Bouquet on the right was given out of nowhere. I didn’t remember asking for it. It was my birthday. Oh, not really, it was 5 days after my birthday. I was ironing his shirt and he suddenly came through that door and said, “Happy Birthday!” Then his hand came from behind his back, giving me that (used to be) beautiful bouquet. It is still beautiful to me, the moment that bouquet was given is the thing that makes it beautiful. Later, he sat me in front of him, opening a tiny box. Inside was a silver necklace with “A” pendant on it. He put it around my neck and I was overwhelming. Because the necklace was so beautiful and I never expected that kind of gift and that way of him treating me. Wonder why I didn’t put that picture of necklace here? I’ve lost it. Most beautiful thing I ever had, and I’ve lost it. Awesome.

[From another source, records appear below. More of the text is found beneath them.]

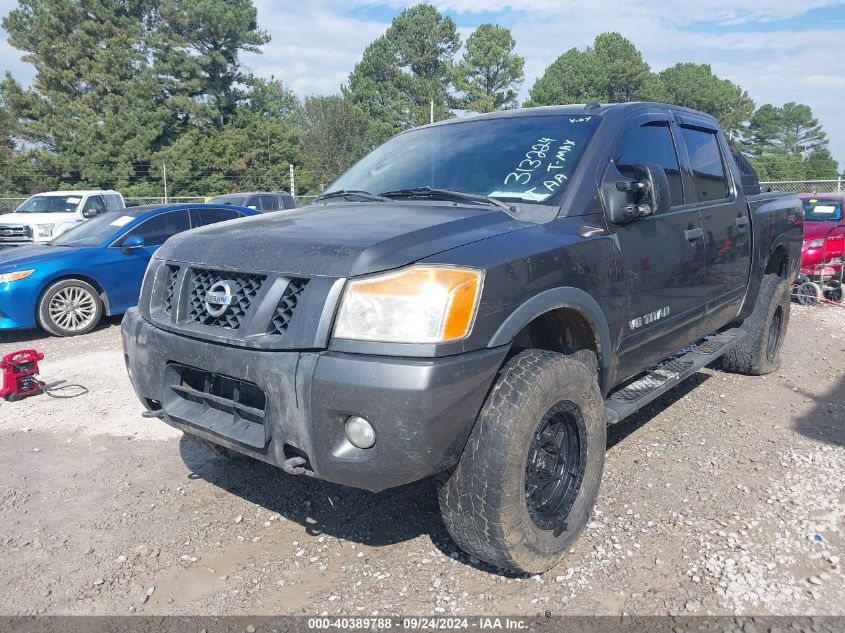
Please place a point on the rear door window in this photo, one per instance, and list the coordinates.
(204, 217)
(158, 229)
(269, 203)
(708, 165)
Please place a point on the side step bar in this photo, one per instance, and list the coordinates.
(666, 374)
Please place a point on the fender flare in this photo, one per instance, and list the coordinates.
(565, 297)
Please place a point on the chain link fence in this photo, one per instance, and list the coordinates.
(8, 205)
(807, 186)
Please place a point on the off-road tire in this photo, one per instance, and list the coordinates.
(220, 451)
(758, 354)
(92, 302)
(483, 498)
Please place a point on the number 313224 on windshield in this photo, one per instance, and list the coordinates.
(541, 163)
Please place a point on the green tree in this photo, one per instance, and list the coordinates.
(375, 86)
(489, 72)
(610, 71)
(408, 68)
(625, 75)
(820, 165)
(695, 86)
(271, 98)
(574, 77)
(791, 129)
(95, 112)
(335, 133)
(779, 167)
(199, 46)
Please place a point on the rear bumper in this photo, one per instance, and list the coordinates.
(421, 409)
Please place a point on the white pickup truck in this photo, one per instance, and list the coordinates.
(47, 215)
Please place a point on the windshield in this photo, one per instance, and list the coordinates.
(525, 159)
(96, 231)
(229, 199)
(50, 204)
(822, 210)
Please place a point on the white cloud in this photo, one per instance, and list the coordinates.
(316, 44)
(312, 49)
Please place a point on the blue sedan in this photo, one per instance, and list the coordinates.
(96, 268)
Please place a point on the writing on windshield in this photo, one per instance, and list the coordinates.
(528, 159)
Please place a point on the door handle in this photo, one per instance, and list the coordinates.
(694, 234)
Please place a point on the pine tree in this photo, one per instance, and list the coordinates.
(489, 72)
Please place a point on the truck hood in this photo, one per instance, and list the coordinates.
(37, 218)
(25, 257)
(339, 239)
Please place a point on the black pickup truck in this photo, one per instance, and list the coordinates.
(475, 300)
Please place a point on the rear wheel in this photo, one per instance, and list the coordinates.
(528, 478)
(69, 308)
(759, 352)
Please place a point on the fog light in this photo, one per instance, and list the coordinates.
(360, 432)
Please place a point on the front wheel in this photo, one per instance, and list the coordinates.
(69, 308)
(526, 483)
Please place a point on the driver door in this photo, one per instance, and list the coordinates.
(125, 270)
(662, 254)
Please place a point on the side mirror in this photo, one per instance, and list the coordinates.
(131, 243)
(646, 194)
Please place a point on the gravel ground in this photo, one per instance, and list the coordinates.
(726, 496)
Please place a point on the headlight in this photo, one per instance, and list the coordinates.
(7, 278)
(420, 304)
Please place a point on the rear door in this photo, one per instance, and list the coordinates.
(204, 217)
(662, 254)
(725, 218)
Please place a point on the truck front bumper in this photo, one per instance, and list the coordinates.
(274, 405)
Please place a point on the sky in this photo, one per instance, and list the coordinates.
(777, 50)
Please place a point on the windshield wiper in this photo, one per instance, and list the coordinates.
(449, 194)
(343, 193)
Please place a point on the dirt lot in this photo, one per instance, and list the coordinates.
(726, 496)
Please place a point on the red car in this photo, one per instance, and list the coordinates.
(822, 214)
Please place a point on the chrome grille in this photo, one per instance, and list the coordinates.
(15, 232)
(244, 287)
(287, 304)
(170, 289)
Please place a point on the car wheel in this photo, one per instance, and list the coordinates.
(69, 308)
(808, 293)
(759, 352)
(527, 480)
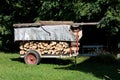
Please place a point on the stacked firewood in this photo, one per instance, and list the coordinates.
(52, 47)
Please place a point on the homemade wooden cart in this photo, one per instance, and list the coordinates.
(48, 39)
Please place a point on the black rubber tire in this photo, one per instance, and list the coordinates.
(32, 57)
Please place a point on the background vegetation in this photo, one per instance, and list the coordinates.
(107, 12)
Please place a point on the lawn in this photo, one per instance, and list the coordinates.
(87, 68)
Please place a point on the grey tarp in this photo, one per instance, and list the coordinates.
(50, 32)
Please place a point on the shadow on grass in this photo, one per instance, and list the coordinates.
(104, 67)
(56, 61)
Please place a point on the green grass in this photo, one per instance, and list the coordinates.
(94, 68)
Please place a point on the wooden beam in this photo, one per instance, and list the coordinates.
(85, 23)
(26, 24)
(37, 24)
(56, 22)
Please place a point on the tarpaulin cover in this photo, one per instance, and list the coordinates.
(51, 32)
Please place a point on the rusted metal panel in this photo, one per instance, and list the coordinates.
(56, 32)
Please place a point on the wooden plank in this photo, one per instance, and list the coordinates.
(39, 23)
(85, 23)
(56, 22)
(26, 25)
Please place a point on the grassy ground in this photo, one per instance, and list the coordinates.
(94, 68)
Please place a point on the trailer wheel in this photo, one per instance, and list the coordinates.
(32, 57)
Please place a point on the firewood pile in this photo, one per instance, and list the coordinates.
(52, 47)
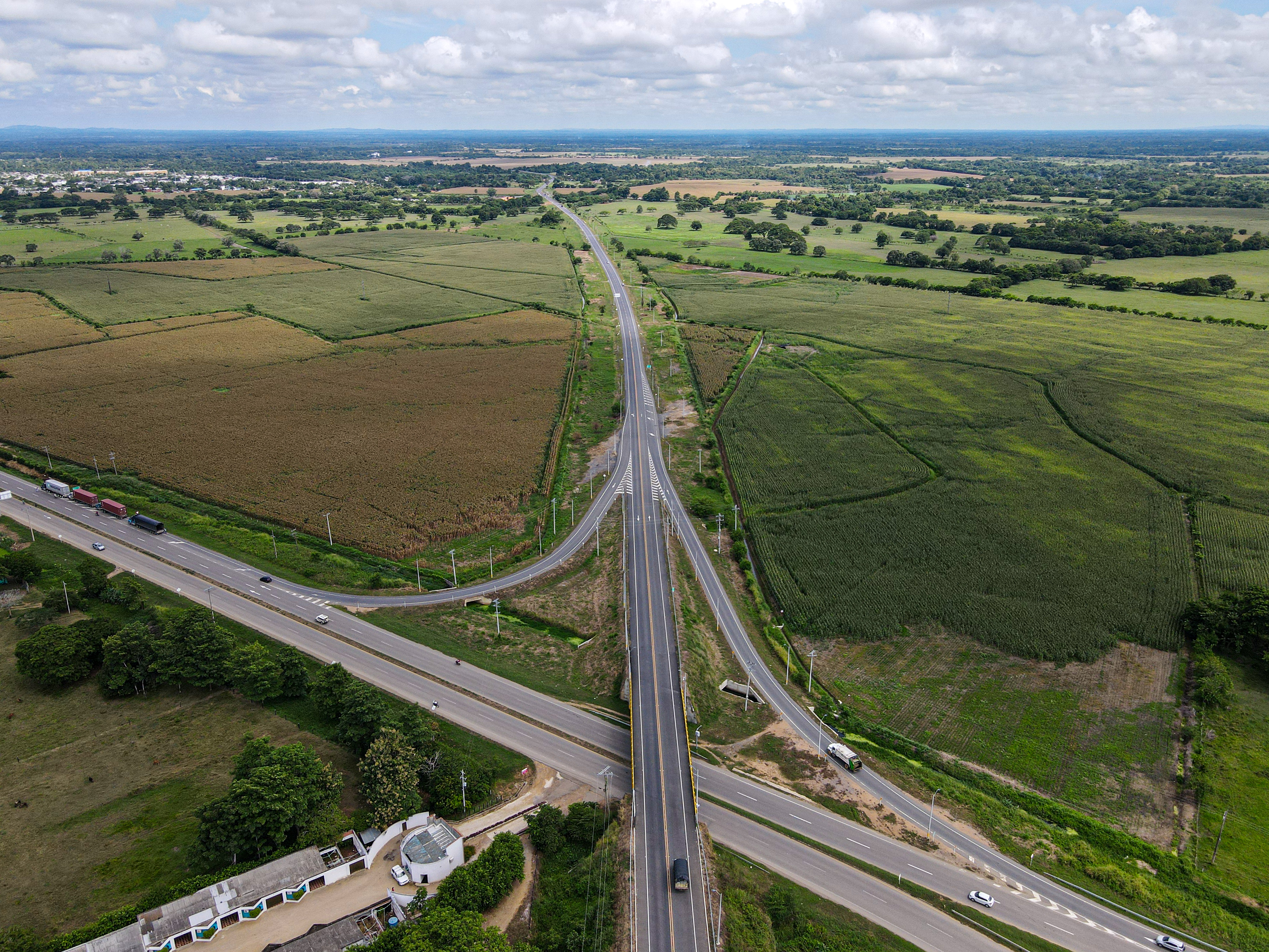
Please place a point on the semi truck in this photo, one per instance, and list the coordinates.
(681, 875)
(57, 488)
(846, 757)
(145, 522)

Bouquet on the left was given not out of nowhere. I’d been whining for that bouquet and he granted it. You may figure then it was not that special because I was given what I had asked for. But, no. It was special. He came to my house, bringing me that bouquet, when we were fighting. I still wonder when he bought that bouquet, was it the night before when we weren’t arguing, or was it the morning, when we were arguing. Either way, the fact that he still brought it eventhough we were fighting is what makes it beautiful.

Those are withered flowers. Doesn’t matter cause the beauty is still there.